I was an odd child. All through grade school, my favorite ensemble consisted of denim overalls, a T-shirt and cowboy boots – or moccasins. We were, after all, living next to a Cherokee reservation.
It is truly a miracle that I reproduced.
During the last two years I’ve experienced a retrograde in the way I dress. No matter the occasion, I wear carpenter’s jeans, a T-shirt and moccasin boots or shoes. Of these three fashion accoutrements, the moccasins are the most interesting and endearing.
They are, in essence, the equivalent of hand tools for your feet.
For years, I’ve worn all manner of hard-soled boots at work and play. My favorites – Gokey snake-proof boots I’ve owned for nearly 20 years, protected me from all sorts of nastiness. But protection comes at a price. I can wear these boots for only short periods.
As I’ve slipped back into my grade-school ways, I’ve rediscovered moccasins and moccasin boots. These are the only shoes that I regret removing at the end of the day. Like hand tools, these shoes transmit every detail of the ground I’m covering – instead of homogenizing it.
They mold to the shape of my feet, instead of twisting my toes to their shape.
Also a bonus: Many of these boots are stitched by hand, are re-soleable (a money-saving miracle) and are definitely not disposable footwear.

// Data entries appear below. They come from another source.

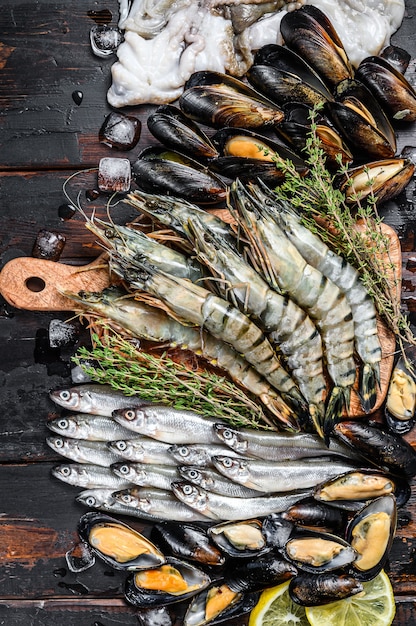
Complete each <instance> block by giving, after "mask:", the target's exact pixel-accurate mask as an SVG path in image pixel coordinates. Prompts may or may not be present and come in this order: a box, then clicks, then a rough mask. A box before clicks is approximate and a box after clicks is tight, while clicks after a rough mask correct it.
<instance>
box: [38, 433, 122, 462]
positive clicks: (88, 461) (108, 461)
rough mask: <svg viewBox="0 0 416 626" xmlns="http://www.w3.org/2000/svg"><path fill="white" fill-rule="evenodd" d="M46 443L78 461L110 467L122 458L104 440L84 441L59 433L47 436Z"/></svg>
mask: <svg viewBox="0 0 416 626" xmlns="http://www.w3.org/2000/svg"><path fill="white" fill-rule="evenodd" d="M46 443H47V444H48V446H49V447H50V448H52V450H54V452H57V453H58V454H61V455H62V456H64V457H66V458H67V459H70V460H71V461H76V462H77V463H93V464H94V465H102V466H103V467H110V465H112V464H113V463H116V462H117V461H119V460H120V457H119V456H118V455H117V454H115V453H114V452H112V451H111V450H109V449H108V447H107V445H106V444H105V443H104V442H103V441H83V440H81V439H69V438H67V437H60V436H59V435H57V436H56V437H55V436H51V437H47V438H46Z"/></svg>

There are lots of shoe-makers out there who can provide you with boots that will ease your long days in the shop. I have become fond of Quoddy boots, which are made in Maine. They are expensive, but I can guarantee you that they are worth every penny. I saved for many months to buy Grizzly Boots from Quoddy and have beaten them into the ground. I’ve stomped all over the Western world. I’ve stood on my feet all day in them and regretted removing them at the end of the day. I’ve kept them oiled so that they last as long as their owner.